Holiday Notice:
The Frontline Support team will be offline February 18 for President's Day but will be back February 19th. Thank you for your patience as we get to all of your questions!

Error: "The 1th sequences in the reference ./resources/gatk/GRCh38 is named chr1"

trbtrb San FranciscoMember
edited November 2014 in GenomeSTRiP

I'm trying to run GenomeStrip pre-processing step on bams mapped to b38 (using mask and ploidy files I created for b38). It is crashing with a GATK error below.
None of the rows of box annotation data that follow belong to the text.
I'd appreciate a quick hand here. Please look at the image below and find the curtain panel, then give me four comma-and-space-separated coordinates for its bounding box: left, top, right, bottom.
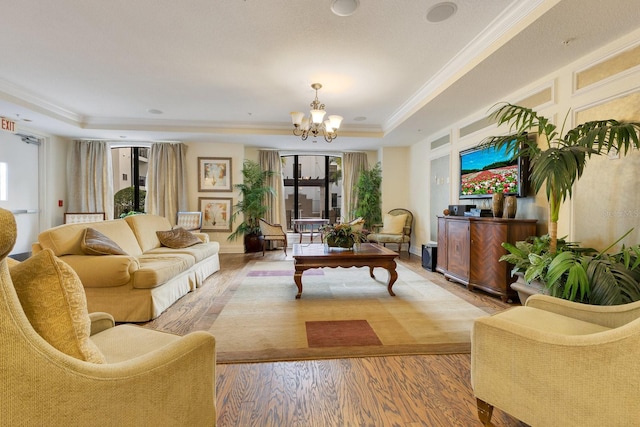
67, 141, 114, 219
259, 150, 287, 229
144, 142, 187, 225
342, 153, 369, 222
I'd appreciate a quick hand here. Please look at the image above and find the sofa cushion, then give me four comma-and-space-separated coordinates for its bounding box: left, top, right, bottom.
60, 255, 140, 289
124, 214, 171, 252
380, 214, 407, 234
133, 253, 195, 289
80, 227, 126, 255
10, 249, 105, 363
156, 227, 202, 249
145, 242, 220, 262
38, 219, 142, 256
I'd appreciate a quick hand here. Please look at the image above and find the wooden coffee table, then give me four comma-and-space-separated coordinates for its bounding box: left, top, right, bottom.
293, 243, 398, 298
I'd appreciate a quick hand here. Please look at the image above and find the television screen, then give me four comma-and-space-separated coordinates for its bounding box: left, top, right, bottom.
460, 142, 528, 199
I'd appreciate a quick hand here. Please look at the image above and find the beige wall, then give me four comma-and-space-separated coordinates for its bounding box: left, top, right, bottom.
410, 27, 640, 253
185, 141, 245, 253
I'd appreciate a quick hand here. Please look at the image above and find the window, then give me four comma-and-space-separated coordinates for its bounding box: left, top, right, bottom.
282, 155, 342, 230
111, 147, 149, 218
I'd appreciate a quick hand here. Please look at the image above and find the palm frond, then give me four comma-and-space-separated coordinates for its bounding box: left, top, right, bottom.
563, 119, 640, 154
531, 146, 588, 201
Below is the command I'm using, followed by the error. (Also, if it is relevant, I'm running this on LSF verion 9 using the DRMAA).

script-----------------

export SV_DIR=./svtoolkit/
SV_TMPDIR=./tmp
genome_fasta=./resources/gatk/GRCh38/GRCh38.fa
mask_fasta=./resources/gatk/GRCh38/svtoolkit/GRCh38.mask.100.fasta
cn2_mask_fasta=./resources/gatk/GRCh38/svtoolkit/GRCh38.cn2_mask.fasta
ploidy_file=./resources/gatk/GRCh38/svtoolkit/humgen_g1k_v38_ploidy.map

runDir=drmaa_test
bam=pilot_recalBam.list
sites=upto100kb.discovery.vcf
genotypes=upto100kb.genotypes.vcf
gender_file=pilot_sex.map

export PATH=${SV_DIR}/bwa:${PATH}
export LD_LIBRARY_PATH=${SV_DIR}/bwa:${LD_LIBRARY_PATH}

mx="-Xmx4g"
classpath="${SV_DIR}/lib/SVToolkit.jar:${SV_DIR}/lib/gatk/GenomeAnalysisTK.jar:${SV_DIR}/lib/gatk/Queue.jar"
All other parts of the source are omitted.